What i am saying is that regardless of whether or not you take a stance on illegal immigration, the fact that the issue is ingrained in our political system means that it does in fact affect you albeit indirectly. It follows that you should probably have an opinion on the matter and be open to discussing that opinion even if you are not directly affected by it.

It never really effected american jobs, we have had migrant farm workers for such a long time but only recently has one side of the political spectrum decided to make a big deal about it. It's fear mongering nonsense
I feel like I’m being misunderstood and talking in circles here, and maybe that’s my fault. it’s tough to keep track of this conversation on mobile in between holiday activities.

I’m going to chalk this one up as an L and move on.

>What he is not is racist. He is the only White guy at a predominantly Black church. He’s married to a Vietnamese lady who he loves dearly and is all for supporting anyone who goes through the immigration process legally.

I think there's a real problem right now that these people are often represented as strictly being racists / their beliefs being strictly the result of racism. It is often true, but, as in your case, it is often not true. But that heuristic has become pretty absolute among anyone who believes themselves to be "on the right side of history".

I'm glad you don't have that knee-jerk reaction.

I wish I could say that I was always so open minded.
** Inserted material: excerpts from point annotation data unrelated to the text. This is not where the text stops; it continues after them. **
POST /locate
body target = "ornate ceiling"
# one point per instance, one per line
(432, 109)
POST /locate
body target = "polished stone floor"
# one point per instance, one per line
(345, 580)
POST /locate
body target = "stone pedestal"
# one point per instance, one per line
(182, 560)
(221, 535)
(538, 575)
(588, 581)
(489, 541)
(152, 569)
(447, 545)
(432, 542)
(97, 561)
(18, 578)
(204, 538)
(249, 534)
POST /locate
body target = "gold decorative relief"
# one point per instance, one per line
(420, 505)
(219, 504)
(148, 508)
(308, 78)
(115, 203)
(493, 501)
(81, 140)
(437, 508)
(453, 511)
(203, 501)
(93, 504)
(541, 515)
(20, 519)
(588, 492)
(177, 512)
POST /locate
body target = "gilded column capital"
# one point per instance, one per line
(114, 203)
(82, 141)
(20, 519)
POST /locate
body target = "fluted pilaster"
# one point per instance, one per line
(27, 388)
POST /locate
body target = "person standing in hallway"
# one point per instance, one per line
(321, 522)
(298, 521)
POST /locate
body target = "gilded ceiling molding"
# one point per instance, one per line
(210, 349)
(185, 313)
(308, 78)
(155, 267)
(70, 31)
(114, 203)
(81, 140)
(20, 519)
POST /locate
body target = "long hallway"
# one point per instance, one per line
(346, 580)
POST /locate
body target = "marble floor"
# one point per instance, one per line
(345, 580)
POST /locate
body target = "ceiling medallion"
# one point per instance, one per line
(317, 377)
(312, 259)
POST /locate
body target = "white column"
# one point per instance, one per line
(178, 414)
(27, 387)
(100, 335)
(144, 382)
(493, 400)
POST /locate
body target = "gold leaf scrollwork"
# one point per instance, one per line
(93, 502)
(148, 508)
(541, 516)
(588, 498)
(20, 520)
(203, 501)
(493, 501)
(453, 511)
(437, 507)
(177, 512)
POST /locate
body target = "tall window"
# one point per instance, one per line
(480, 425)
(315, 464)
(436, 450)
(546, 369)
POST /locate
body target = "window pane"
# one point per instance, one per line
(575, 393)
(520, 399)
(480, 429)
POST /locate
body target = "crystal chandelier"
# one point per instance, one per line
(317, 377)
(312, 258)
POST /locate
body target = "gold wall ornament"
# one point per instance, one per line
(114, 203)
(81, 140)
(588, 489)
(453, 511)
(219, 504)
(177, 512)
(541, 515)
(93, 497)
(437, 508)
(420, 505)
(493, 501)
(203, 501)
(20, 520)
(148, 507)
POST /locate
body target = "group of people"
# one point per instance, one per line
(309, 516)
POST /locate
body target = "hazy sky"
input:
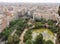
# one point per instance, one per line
(32, 1)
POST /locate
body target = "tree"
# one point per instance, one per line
(39, 39)
(13, 39)
(49, 42)
(29, 42)
(28, 35)
(59, 11)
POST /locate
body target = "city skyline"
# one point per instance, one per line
(31, 1)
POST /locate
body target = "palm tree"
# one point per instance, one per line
(58, 32)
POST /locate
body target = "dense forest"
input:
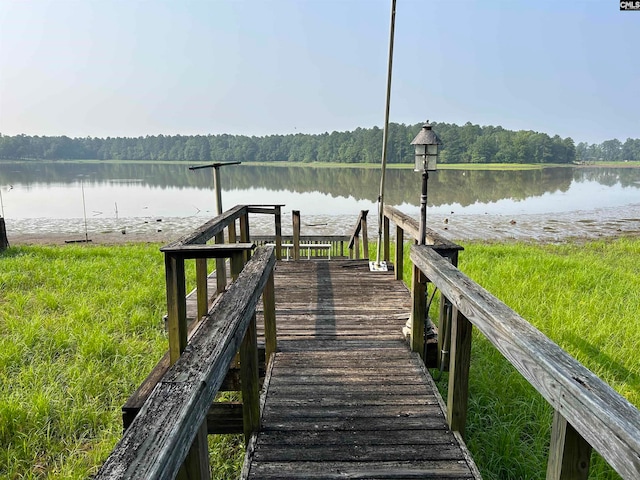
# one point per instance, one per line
(461, 144)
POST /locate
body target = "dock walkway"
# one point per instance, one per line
(345, 397)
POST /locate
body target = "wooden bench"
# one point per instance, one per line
(307, 246)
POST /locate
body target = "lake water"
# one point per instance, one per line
(548, 204)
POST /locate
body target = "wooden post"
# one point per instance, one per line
(445, 318)
(458, 393)
(202, 292)
(418, 297)
(399, 260)
(296, 233)
(278, 221)
(244, 234)
(4, 242)
(221, 267)
(176, 306)
(196, 464)
(569, 453)
(233, 237)
(249, 381)
(269, 305)
(365, 239)
(386, 238)
(237, 264)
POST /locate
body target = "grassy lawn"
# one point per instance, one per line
(80, 328)
(586, 298)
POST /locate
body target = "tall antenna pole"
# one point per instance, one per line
(84, 209)
(385, 135)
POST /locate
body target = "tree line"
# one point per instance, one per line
(468, 143)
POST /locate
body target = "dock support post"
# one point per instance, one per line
(176, 306)
(445, 319)
(221, 267)
(296, 233)
(399, 260)
(4, 242)
(233, 236)
(418, 297)
(458, 392)
(386, 238)
(244, 234)
(569, 453)
(365, 239)
(249, 381)
(278, 220)
(196, 464)
(269, 305)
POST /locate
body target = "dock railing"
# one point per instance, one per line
(408, 227)
(166, 430)
(589, 414)
(359, 237)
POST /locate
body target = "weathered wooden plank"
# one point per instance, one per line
(411, 226)
(400, 438)
(209, 230)
(270, 328)
(340, 423)
(397, 412)
(569, 453)
(605, 419)
(364, 453)
(158, 439)
(458, 392)
(249, 380)
(176, 306)
(353, 399)
(218, 250)
(360, 470)
(353, 381)
(305, 391)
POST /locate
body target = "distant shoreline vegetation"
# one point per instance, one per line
(467, 144)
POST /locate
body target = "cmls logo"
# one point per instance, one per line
(630, 5)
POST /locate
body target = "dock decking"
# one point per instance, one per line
(345, 397)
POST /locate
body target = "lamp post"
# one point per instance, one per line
(426, 155)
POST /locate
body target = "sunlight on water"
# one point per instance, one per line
(166, 200)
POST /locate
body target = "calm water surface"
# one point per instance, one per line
(548, 204)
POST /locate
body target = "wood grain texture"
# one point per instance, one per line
(346, 397)
(157, 441)
(606, 420)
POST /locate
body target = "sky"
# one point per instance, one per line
(104, 68)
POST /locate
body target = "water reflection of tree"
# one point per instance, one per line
(403, 186)
(626, 177)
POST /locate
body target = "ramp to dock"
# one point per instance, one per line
(344, 396)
But he really opened my eyes about my own “isms”. I never had any reason to interact with that demographic. I grew up middle class and knew poorer Black people. Spent half my time going to a predominantly White private school - by definition with people that were at least middle income families - and when I graduated from college I worked in tech. When would I ever interact with anyone from “rural White America” on a day to day basis.

Ironically, until last month, I lived in not only one of the least diverse counties in GA, it was a famous “sundown town” until the mid 80s. It would be really easy to make assumptions here - none of which are generally accurate from my experience.

https://m.youtube.com/watch?v=WErjPmFulQ0

How do you determine what does and doesn’t affect other people?

At some level, everything anyone does affects everyone they interact with. You and I are affecting each other right now, in some small way.

It seems like what lots of people do is say, “some of these causal effects are unimportant to me, and so I can approximate them as being zero.”